Mathematics, 2023, vol. 11, issue 18, 1-31

Abstract: Aerodynamic shape optimization is frequently complicated and challenging due to the involvement of multiple objectives, large-scale decision variables, and expensive cost function evaluation. This paper presents a bilayer parallel hybrid algorithm framework coupling multi-objective local search and global evolution mechanism to improve the optimization efficiency and convergence accuracy in high-dimensional design space. Specifically, an efficient multi-objective hybrid algorithm (MOHA) and a gradient-based surrogate-assisted multi-objective hybrid algorithm (GS-MOHA) are developed under this framework.
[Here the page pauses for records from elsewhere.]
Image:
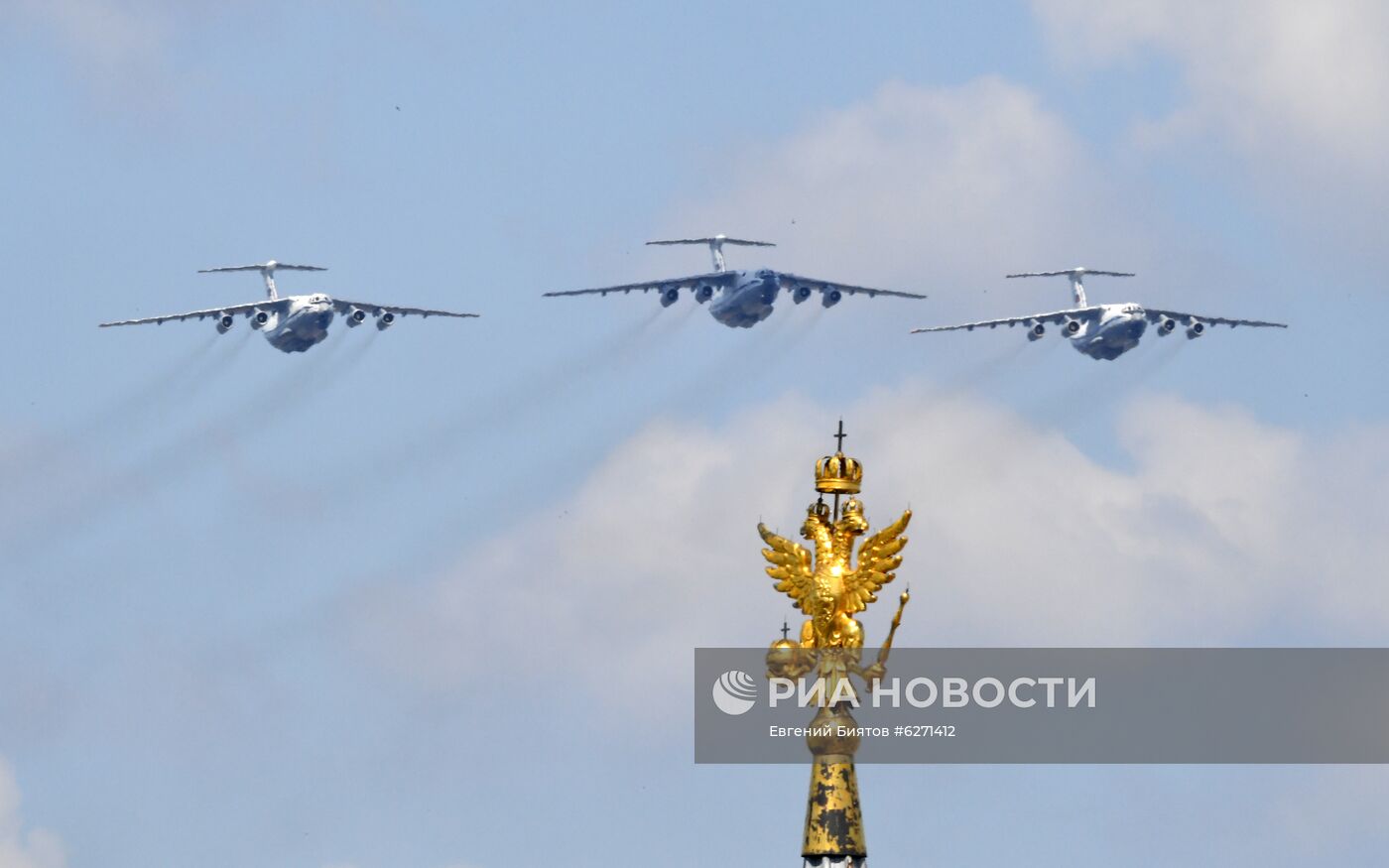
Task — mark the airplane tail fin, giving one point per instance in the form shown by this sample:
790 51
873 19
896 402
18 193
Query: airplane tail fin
1076 277
715 246
267 273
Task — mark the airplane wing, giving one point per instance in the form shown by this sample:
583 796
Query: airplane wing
710 240
717 278
1055 316
212 311
1058 274
791 281
375 310
1187 319
278 267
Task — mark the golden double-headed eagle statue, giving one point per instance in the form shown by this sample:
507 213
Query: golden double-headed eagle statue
829 585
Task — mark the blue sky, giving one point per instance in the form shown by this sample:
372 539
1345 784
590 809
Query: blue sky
427 597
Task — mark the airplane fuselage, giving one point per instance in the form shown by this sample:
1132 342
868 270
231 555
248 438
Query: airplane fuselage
747 301
1115 332
303 323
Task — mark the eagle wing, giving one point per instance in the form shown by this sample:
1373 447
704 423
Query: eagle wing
791 565
878 558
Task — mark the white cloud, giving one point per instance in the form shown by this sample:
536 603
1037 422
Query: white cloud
21 847
1221 530
954 185
1298 86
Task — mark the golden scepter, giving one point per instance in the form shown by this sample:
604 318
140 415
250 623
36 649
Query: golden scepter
892 631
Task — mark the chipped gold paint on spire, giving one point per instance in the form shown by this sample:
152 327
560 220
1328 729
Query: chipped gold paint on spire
830 587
In MOHA, a novel multi-objective gradient operator is proposed to accelerate the exploration of the Pareto front, and it introduces new individuals to enhance the diversity of the population. Afterward, MOHA achieves a trade-off between exploitation and exploration by selecting elite individuals in the local search space during the evolutionary process. Furthermore, a surrogate-assisted hybrid algorithm based on the gradient-enhanced Kriging with the partial least squares(GEKPLS) approach is established to improve the engineering applicability of MOHA. The optimization results of benchmark functions demonstrate that MOHA is less constrained by dimensionality and can solve multi-objective optimization problems (MOPs) with up to 1000 decision variables. Compared to existing MOEAs, MOHA demonstrates notable enhancements in optimization efficiency and convergence accuracy, specifically achieving a remarkable 5–10 times increase in efficiency. In addition, the optimization efficiency of GS-MOHA is approximately five times that of MOEA/D-EGO and twice that of K-RVEA in the 30-dimensional test functions. Finally, the multi-objective optimization results of the airfoil shape design validate the effectiveness of the proposed algorithms and their potential for engineering applications.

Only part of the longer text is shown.